Resnick A D, Magasanik B
J Biol Chem. 1976 May 10;251(9):2722-8.
An L-asparaginase has been purified some 250-fold from extracts of Klebsiella aerogenes to near homogeneity. The enzyme has a molecular weight of 141,000 as measured by gel filtration and appears to consist of four subunits of molecular weight 37,000. The enzyme has high affinity for L-asparagine, with a Km below 10(-5) M, and hydrolyzes glutamine at a 20-fold lower rate, with a Km of 10(-3) M. Interestingly, the enzyme exhibits marked gamma-glutamyltransferase activity but comparatively little beta-aspartyl-transferase activity. A mutant strain lacking this asparaginase has been isolated and grows at 1/2 to 1/3 the rate of the parent strain when asparagine is provided in the medium as the sole source of nitrogen. This strain grows as well as the wild type when the medium is supplemented with histidine or ammonia. Glutamine synthetase activates the formation of L-asparaginase. Mutants lacking glutamine synthetase fail to produce the asparaginase, and mutants with a high constitutive level of glutamine synthetase also contain the asparaginase at a high level. Thus, the formation of asparaginase is regulated in parallel with that of other enzymes capable of supplying the cell with ammonia or glutamate, such as histidase and proline oxidase. Formation of the asparaginase does not require induction by asparaginase and is not subject to catabolite repression.

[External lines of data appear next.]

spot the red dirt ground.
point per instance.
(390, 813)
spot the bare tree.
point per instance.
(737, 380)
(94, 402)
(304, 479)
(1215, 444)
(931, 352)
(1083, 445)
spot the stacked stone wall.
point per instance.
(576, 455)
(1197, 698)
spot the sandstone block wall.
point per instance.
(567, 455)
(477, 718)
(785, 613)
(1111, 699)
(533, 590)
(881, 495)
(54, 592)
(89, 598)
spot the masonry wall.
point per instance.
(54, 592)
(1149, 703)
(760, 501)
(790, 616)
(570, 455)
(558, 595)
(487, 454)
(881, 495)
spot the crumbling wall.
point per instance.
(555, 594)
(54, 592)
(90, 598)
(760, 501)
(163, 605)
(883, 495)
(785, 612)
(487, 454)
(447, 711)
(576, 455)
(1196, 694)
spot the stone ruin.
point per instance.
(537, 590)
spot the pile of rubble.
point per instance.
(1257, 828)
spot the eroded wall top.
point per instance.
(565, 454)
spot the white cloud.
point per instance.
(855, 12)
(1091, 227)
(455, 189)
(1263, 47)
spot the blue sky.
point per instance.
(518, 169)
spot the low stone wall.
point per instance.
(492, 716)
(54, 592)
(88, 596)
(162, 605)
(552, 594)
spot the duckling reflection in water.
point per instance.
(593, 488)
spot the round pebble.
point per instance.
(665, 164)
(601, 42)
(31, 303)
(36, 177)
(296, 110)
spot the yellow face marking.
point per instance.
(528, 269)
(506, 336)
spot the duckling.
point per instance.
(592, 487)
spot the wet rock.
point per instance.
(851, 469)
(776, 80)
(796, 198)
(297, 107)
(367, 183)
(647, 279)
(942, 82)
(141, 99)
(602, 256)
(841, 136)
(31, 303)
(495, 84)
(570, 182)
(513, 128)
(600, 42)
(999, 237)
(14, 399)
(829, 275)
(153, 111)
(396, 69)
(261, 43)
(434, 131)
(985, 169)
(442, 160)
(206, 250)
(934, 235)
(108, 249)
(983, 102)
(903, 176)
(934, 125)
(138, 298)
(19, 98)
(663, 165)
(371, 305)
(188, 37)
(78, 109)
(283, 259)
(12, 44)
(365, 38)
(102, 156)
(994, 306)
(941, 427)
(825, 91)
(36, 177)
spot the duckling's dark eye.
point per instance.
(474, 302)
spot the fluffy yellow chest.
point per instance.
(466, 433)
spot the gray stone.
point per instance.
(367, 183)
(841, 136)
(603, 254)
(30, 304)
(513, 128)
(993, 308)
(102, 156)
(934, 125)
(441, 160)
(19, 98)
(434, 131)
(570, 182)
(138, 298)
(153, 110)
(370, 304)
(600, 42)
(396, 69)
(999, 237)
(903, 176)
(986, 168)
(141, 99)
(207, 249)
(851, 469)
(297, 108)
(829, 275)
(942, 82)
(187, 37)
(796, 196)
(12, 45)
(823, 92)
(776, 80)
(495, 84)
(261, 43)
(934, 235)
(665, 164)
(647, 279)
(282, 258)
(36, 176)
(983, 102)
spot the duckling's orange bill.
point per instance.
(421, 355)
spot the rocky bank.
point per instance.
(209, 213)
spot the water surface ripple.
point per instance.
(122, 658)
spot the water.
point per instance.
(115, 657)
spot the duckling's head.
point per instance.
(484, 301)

已从产气克雷伯菌提取物中纯化出一种L-天冬酰胺酶,纯化倍数约为250倍,接近均一状态。通过凝胶过滤法测得该酶分子量为141,000,似乎由四个分子量为37,000的亚基组成。该酶对L-天冬酰胺具有高亲和力,Km低于10^(-5)M,对谷氨酰胺的水解速率低20倍,Km为10^(-3)M。有趣的是,该酶表现出显著的γ-谷氨酰转移酶活性,但β-天冬氨酰转移酶活性相对较低。已分离出一种缺乏这种天冬酰胺酶的突变菌株,当培养基中仅提供天冬酰胺作为唯一氮源时,其生长速度为亲本菌株的1/2至1/3。当培养基添加组氨酸或氨时,该菌株生长与野生型一样好。谷氨酰胺合成酶激活L-天冬酰胺酶的形成。缺乏谷氨酰胺合成酶的突变体无法产生天冬酰胺酶,而谷氨酰胺合成酶组成型水平高的突变体也高水平含有天冬酰胺酶。因此,天冬酰胺酶的形成与其他能够为细胞提供氨或谷氨酸的酶(如组氨酸酶和脯氨酸氧化酶)的形成受到平行调节。天冬酰胺酶的形成不需要天冬酰胺酶诱导,也不受分解代谢物阻遏。